We never celebrated our twentieth anniversary with the big trip, but on what would have been Rick’s 64th birthday, we celebrated his life. August 23rd, ten days after Rick died, more than one hundred of our friends and relatives joined me under a rented gazebo in our local park. We wore Hawaiian shirts (Rick’s favorite attire), ate barbecue (Rick’s favorite food), and listened to a playlist of his favorite songs. We laughed (well, I tried), we reminisced, and, in an oddly touching ritual that had been planned years earlier by my unconventional husband and his daughter, she and her friend, “poured one out for the homey.”
As each visitor arrived, we’d walked slowly down the length of the three eight-foot tables that displayed his numerous layout and design awards, dozens of publications he had created at his communications job, many of the banners and signs he’d developed for a local nonprofit, and printouts of more than forty websites he designed for our clients and his own pursuits.
A large TV screen played a slideshow and Rick’s life passed slowly before our eyes, hundreds of photos displaying each stage of the life my vibrant, enthusiastic husband had lived to the fullest. There was Rick as a baby, then a strapping youth, and then a long-haired teen with a guitar, a few months before he’d hitch-hiked with his best buddy across the United States. I saw evidence unfold of what he’d endured in the past year, as the huge man known to many as “the Gentle Giant,” my strong and loving husband, turned into an aged and weakened cancer patient on the screen.
I relived scenes of him with his first wife, then with his young children. Then came our life together, dozens of photos from our wedding, our travels, the births of our grandchildren, the before and after shots of the homes we had remodeled.

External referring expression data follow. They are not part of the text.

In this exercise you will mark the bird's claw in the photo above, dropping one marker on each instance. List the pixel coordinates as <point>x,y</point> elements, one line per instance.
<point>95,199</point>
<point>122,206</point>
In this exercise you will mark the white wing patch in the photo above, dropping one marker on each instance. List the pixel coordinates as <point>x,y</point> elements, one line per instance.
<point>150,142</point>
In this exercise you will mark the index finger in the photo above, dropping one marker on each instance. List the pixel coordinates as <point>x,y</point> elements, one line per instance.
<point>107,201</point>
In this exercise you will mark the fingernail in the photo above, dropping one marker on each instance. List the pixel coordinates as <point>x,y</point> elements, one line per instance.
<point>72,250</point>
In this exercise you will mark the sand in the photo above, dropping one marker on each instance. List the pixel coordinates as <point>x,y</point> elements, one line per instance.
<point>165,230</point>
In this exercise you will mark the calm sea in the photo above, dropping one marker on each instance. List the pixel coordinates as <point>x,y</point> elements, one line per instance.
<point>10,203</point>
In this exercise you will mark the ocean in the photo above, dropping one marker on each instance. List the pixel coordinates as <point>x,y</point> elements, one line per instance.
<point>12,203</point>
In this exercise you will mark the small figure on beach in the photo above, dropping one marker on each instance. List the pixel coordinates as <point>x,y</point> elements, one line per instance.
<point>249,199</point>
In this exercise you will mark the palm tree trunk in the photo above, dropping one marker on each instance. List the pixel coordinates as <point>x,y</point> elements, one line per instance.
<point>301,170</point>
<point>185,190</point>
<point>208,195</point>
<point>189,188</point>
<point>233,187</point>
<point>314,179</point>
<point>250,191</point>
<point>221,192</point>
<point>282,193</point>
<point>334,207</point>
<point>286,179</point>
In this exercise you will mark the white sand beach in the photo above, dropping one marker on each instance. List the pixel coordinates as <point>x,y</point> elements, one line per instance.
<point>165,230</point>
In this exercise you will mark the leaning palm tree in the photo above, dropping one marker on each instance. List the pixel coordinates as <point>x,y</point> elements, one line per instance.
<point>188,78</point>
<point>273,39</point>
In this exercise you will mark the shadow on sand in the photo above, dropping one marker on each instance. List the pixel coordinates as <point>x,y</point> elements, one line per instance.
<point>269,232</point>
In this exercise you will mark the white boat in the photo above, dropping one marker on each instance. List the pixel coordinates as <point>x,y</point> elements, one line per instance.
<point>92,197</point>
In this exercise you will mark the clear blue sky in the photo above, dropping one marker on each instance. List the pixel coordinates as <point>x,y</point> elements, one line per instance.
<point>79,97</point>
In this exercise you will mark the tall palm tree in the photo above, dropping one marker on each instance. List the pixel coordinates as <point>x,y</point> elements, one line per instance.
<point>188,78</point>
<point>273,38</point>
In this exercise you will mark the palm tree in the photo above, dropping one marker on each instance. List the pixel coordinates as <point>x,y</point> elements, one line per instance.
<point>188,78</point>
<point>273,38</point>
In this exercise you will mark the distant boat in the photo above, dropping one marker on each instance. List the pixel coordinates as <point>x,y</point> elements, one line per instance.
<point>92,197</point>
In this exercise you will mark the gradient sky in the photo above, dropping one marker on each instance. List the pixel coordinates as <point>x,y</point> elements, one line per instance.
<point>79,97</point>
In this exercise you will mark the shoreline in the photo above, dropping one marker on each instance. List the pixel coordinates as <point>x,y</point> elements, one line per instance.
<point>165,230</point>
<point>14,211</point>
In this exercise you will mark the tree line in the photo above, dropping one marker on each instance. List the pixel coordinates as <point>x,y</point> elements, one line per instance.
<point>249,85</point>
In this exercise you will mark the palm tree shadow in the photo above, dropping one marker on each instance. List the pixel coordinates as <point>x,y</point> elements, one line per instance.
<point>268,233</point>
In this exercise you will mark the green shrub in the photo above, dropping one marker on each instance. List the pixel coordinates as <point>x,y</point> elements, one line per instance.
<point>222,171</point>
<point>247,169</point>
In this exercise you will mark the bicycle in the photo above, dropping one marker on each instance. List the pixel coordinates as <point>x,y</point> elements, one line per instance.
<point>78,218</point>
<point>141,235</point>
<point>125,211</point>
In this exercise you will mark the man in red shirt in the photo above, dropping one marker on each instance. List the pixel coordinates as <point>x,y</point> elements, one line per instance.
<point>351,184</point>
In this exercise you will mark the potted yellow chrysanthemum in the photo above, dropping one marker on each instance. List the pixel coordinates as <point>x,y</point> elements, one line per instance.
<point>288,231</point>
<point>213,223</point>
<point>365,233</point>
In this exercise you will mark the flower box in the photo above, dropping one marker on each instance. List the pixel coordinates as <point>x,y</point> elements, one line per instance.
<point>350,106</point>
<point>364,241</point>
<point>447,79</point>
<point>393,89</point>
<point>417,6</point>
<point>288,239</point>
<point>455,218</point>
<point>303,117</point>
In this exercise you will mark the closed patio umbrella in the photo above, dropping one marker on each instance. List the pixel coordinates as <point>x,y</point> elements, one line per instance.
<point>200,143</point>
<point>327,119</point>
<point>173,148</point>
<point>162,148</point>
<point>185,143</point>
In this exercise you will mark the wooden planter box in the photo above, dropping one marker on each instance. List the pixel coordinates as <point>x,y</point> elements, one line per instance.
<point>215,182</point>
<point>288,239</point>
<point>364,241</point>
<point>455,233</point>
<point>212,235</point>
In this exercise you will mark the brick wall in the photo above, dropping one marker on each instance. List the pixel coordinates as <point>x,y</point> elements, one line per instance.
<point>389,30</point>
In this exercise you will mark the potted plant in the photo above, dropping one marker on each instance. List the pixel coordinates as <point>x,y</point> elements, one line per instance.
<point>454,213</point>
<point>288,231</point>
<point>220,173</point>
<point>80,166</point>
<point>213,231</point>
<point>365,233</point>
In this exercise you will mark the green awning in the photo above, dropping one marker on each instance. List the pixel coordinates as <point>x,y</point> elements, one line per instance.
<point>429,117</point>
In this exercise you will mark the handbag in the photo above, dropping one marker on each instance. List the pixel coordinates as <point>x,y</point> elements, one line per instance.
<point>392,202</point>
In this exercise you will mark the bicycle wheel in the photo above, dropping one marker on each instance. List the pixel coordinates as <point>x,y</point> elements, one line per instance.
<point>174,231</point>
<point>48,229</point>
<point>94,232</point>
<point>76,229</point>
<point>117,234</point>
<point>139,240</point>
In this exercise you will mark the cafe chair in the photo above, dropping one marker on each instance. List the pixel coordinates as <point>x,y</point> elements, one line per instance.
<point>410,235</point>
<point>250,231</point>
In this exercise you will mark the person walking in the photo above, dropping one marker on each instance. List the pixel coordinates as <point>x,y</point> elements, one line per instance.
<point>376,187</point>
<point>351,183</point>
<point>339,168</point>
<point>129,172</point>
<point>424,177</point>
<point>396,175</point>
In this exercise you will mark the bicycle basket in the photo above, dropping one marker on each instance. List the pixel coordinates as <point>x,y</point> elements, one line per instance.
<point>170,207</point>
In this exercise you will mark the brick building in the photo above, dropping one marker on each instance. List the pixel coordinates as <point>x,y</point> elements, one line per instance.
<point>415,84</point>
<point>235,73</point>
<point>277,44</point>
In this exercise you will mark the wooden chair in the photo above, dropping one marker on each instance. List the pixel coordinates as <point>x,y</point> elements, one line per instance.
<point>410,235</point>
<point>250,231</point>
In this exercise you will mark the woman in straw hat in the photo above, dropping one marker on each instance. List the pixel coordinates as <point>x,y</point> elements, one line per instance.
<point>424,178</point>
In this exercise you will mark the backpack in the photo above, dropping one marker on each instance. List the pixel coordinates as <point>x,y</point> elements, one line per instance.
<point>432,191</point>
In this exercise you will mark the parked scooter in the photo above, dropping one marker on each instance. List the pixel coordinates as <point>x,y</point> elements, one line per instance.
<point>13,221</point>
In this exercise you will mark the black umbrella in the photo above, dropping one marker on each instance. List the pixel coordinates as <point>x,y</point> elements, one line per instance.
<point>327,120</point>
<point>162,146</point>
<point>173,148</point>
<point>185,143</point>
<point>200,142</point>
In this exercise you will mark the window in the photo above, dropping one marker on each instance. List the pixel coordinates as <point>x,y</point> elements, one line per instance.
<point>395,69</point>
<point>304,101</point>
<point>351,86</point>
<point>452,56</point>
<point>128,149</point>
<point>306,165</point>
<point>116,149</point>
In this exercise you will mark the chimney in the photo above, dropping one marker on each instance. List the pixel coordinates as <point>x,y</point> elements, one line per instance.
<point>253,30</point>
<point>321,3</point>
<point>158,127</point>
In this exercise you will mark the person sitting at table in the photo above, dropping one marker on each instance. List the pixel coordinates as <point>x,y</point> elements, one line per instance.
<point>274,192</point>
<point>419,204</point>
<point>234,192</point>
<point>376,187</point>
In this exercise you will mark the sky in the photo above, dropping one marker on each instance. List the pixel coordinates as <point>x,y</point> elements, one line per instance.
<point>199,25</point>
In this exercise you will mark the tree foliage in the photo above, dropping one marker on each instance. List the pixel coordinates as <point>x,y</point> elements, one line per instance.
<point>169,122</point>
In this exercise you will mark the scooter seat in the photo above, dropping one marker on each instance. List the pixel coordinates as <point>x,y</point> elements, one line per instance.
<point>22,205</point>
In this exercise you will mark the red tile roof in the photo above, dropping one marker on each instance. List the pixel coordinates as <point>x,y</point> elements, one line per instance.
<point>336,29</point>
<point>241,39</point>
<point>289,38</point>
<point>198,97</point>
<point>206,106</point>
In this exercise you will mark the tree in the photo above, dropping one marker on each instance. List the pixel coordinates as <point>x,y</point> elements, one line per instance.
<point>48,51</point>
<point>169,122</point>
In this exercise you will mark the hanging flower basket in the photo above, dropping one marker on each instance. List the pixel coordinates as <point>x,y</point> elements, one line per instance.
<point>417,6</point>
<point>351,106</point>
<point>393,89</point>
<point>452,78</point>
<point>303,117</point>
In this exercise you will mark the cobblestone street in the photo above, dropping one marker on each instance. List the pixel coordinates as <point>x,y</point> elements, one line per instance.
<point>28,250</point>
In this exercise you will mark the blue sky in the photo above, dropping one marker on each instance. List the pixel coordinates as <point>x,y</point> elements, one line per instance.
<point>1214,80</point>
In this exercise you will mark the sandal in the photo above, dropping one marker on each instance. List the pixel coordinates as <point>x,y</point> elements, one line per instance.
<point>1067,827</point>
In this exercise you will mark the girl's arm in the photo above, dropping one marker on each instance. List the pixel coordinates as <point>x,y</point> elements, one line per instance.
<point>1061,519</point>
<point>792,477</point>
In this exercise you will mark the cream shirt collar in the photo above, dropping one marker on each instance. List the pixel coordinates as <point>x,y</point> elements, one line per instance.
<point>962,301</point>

But what I chose to focus upon were photo after photo of those glorious days we spent on the gulf in Florida, pictures of sunsets and Margaritas, beach scenes with our friends, palm trees, and swimming pools, dozens of scenes from that serendipitous trip we took that spring, the one that ultimately became our last. Each slide that passed before me confirmed what I already knew: I could rejoice in witnessing the proof of a life well lived.
Instead of wandering the continent of Australia together celebrating our twentieth anniversary, I stood alone and delivered a eulogy that celebrated the loving, courageous man who was my best friend, my travel companion, my business partner, my writing coach, and my champion. It was a send-off better than he could ever have dreamed when he expressed his wishes years earlier: when my time comes, he told me, don’t waste money on a funeral; use the money to throw a party and celebrate my life with our family and friends.
Now here I sit, four months later, a widow with my first solitary Christmas holiday behind me. The new year approaches and it’s an awful sensation, knowing I’ll enter 2018 by myself, leaving the man I love and the world we created behind. I’m seeing a grief therapist, and we’re working to find my “new normal,” still piecing together how I’ll continue on alone. Perhaps I’ll take those trips we planned without him, scattering his ashes along the way.
I don’t know what my future holds without Rick, but, tonight, I decided to write our story on the new MacBook I finally purchased yesterday, the last anniversary gift I’ll ever receive from my husband. What better way to honor the life and spirit of the man who gave it to me?